Q: What do you see as Callas’s legacy today?
A: Well, legacy is a strange word because fame, whatever it is, comes, and it goes and it disappears and reappears. There was recently a film about Maria, which should have sort of brought her back to us, but it didn’t; it was a terrible film.
The legacy of Maria Callas is that she was the diva of divas. And particularly when she sang "Casta Diva," in Norma; it breaks your heart. It’s an opera about a people who are imprisoned by Romans and she’s in love with the Roman consul and she sings this prayer to the gods which is basically a lie, but it’s a wonderful, wonderful aria and there’s no one else who can sing it.

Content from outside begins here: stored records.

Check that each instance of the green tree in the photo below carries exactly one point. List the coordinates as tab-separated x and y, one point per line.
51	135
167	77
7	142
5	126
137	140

I encourage you to listen to it even on YouTube.
Rudolph Bing had to admit that once Maria Callas sings a role she defines it as no one else can. And so she became La Divina, the divine one, because she was all opera. There was nothing else in her life. She had no other interest other than to lie in bed reading gossip columns, waiting to sing and perform.
In Anna Bolena she was asked to play a queen; the director began to tell her about Anna Bolena and she put up her hand and said, “I know how to play a queen.”
So she was a woman whose life was opera and I don’t think there’s any other diva who had the same intensity and really broke your heart - which she did, and I loved her.
Q: What are you working on now?
A: When I first began writing, about a thousand years ago, I wrote Once Upon a Droshky, a surprisingly popular novel about an old man, and somehow managed to bring him and the Yiddish theater back to life.
It was because when I was a kid, my parents would take me to visit my grandparents on the Lower East Side and I couldn’t stand being around them, so I walked the streets. I would pass the Yiddish theater and I didn’t know what it was, but it seemed very mysterious, and so my first novel was about an old Yiddish actor who’s thrown out of his home in Washington Heights.
And now I am writing about a 13-year-old kid who becomes the head of the mob and lives in the Bronx and I’m going to skip from him at 13 to his being a 90-year-old billionaire looking back at his days in the Bronx and particularly a hotel called The Concourse Plaza, which is now a terrifying old home which is filled with rats, but in its time was the epitome of Bronx living.
It was the first co-op in the Bronx and it had magnificent apartments. The little boy lives there since his mother killed herself - she hung herself there when he was three and so he lives alone in this hotel. And I want to bring back that world of my childhood.
Q: Anything else we should know?
A: I’m always writing because I’m really not much interested in anything else and so I sort of move between novels and stories and I was asked to do a mystery story inspired by a Hitchcock film for an anthology coming out at the same time as my Maria Callas novel.
I chose Vertigo, my favorite Hitchcock film. There was always one moment in Vertigo that fascinated me – it’s when James Stewart’s character speaks about having been a lawyer who became a police detective.
That’s very strange because I know that when police detectives retire, many of them go to law school since they know so much about criminal law and then they become lawyers. This was the first time I ever heard of a lawyer becoming a policeman.
And so I wrote a story about why he went from one to the other for this collection, Birds, Strangers and Psychos.
I’ve also finished a stage play on Toots Shor, who was the great New York impresario of the ‘50s and ‘60s – he had his own Tavern where his favorite was Joe DiMaggio. It started off as a one-person show - we have a famous actor attached who has always wanted to play Toots - but I also added a few other characters so that it will be dynamic.
I’ve also completed my very first young adult novel, called Silver Wolves, which will be published next March. And I’ve got a story about Wittgenstein – just because he fascinates me. I mean, I don’t understand a word of his philosophy, but I love his very strange perverse life.